Like liquid chromatography (LC), gas chromatography (GC) is a method used in analytical chemistry to separate compounds so that they can be analyzed. The process of GC takes us through a mobile phase and a stationary phase to log the retention times. This is the basic functionality behind this commonly used lab testing method.
The difference from LC to GC is the mobile phase which is a vapor in GC and a liquid when using liquid chromatography. Though it is very similar to LC, HPLC, TLC, and column chromatography there are some notable differences when looking analytically at the process of GC. GC is often used to prepare pure compounds from a mixture, with cannabis it is used to isolate the various chemical compounds (cannabinoids, pesticides, etc.) in flower, extractions, and/or edibles.
About 90% of gas chromatographs use Helium, but most lab analysts prefer to use hydrogen for improved separations. Nitrogen is also used. The column comes into play after the gas in the stationary phase which turns the sample into either a liquid or polymer in a column. The gaseous compounds are analyzed by how they interact with the inside of the column that is now coated with the stationary phase liquid or polymer. Each compound will elute at a different time, this is called the retention time. Retention times are what lab analysts will compare to measure various compounds of the strain or concentrate.

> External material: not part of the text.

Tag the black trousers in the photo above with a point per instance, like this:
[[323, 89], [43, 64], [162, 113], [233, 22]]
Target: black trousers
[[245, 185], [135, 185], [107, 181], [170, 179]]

There are a couple of differences between GC, often called “Gas-liquid chromatography”, and the other testing methods mentioned above. Unlike column chromatography, GC the separation of compounds in a mixture happens between a liquid stationary phase and gas mobile phase. Another difference is that when using GC we can control the temperature of the column because it is enclosed in an oven. This fact leads to more accurate results that basic column chromatography.